Nukes may be cheaper than on Earth if deployed and operated 10's to
100's of millions of miles away from where anyone has to live or spend much time working, but transportation and set-up costs for anything requiring fission (as opposed to a little thing working from heat of mere radioactive decay, maybe with halflife in decades) sounds to me to be monumental.
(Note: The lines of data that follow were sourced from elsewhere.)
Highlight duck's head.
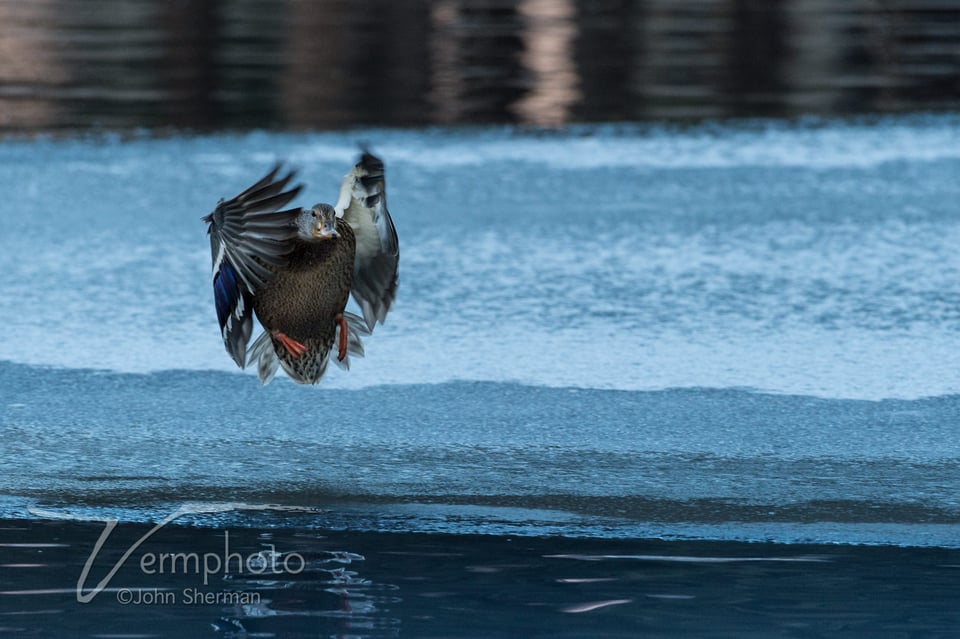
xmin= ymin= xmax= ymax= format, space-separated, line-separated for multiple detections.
xmin=298 ymin=203 xmax=338 ymax=241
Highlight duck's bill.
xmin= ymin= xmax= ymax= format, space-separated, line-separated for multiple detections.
xmin=315 ymin=220 xmax=338 ymax=239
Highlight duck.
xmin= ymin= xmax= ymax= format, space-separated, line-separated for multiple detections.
xmin=202 ymin=151 xmax=398 ymax=384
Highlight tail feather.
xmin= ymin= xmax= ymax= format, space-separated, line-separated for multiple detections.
xmin=249 ymin=331 xmax=280 ymax=385
xmin=282 ymin=353 xmax=329 ymax=383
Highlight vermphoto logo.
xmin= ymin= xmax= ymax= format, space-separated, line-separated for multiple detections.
xmin=28 ymin=503 xmax=318 ymax=603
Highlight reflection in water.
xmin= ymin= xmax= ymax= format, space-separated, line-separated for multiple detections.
xmin=0 ymin=2 xmax=65 ymax=129
xmin=430 ymin=1 xmax=527 ymax=125
xmin=513 ymin=0 xmax=580 ymax=126
xmin=2 ymin=519 xmax=960 ymax=638
xmin=218 ymin=539 xmax=400 ymax=638
xmin=0 ymin=0 xmax=958 ymax=132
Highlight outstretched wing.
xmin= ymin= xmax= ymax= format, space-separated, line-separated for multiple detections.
xmin=202 ymin=164 xmax=303 ymax=367
xmin=334 ymin=151 xmax=399 ymax=331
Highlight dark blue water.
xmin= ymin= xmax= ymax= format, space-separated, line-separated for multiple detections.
xmin=3 ymin=520 xmax=960 ymax=638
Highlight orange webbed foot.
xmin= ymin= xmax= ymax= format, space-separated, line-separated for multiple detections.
xmin=336 ymin=314 xmax=348 ymax=362
xmin=272 ymin=331 xmax=308 ymax=358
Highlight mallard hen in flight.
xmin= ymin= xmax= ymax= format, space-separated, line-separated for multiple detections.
xmin=203 ymin=151 xmax=398 ymax=384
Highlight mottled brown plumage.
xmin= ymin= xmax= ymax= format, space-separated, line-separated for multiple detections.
xmin=205 ymin=152 xmax=398 ymax=385
xmin=253 ymin=219 xmax=355 ymax=383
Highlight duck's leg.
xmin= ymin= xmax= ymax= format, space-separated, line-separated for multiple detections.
xmin=336 ymin=314 xmax=348 ymax=361
xmin=272 ymin=331 xmax=308 ymax=358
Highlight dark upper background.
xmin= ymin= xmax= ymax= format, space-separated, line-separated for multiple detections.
xmin=0 ymin=0 xmax=958 ymax=134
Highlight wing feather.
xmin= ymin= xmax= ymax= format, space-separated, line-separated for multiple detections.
xmin=203 ymin=164 xmax=303 ymax=366
xmin=335 ymin=151 xmax=399 ymax=331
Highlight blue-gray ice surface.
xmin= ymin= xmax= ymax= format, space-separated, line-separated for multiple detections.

I would think that a profitable asteroid mine would have to be on "small space colony" scale, even if staffed by robots and not humans. That sounds to me like gigabucks, and I wonder if that can bring back iridium by the ton. I do realize that getting a ton of something from an asteroid to Earth costs a lot less than the other way around, but velocity change of a few thousand meters per second is still necessary to get an object to drop towards the Sun to Earth's orbit from the Asteroid Belt. So fuel and oxidizer has to be transported from Earth to whatever asteroid is in question - or else use ion rockets powered by nukes, probably assembled in Earth orbit - at cost probably an order of magnitude or 2 more than that of a Space Shuttle. Maybe the Chinese can get cost of transportation to Earth orbit to an order of magnitude or 2 less than USA has now, but I still wonder if a ton of iridium can be brought to Earth from an asteroid for less than the cost of getting it from Earth. And how many tons of iridium have been extracted in our history so far anyway? And what is it used for - mostly to alloy with platinum to harden it for jewelry and some mass standards (such as the IPK and some copies thereof) and a few standards of linear measurement such as the IPM (no longer the definition of the meter)?
Notice how the Chinese space program advanced in the past decade? China got a big boost from the US (thanks to Clinton) which gave them analysis on their failures. When this news hit the streets, it was quickly silenced by the Monica thing. Easy to dupe the 'merican pulic.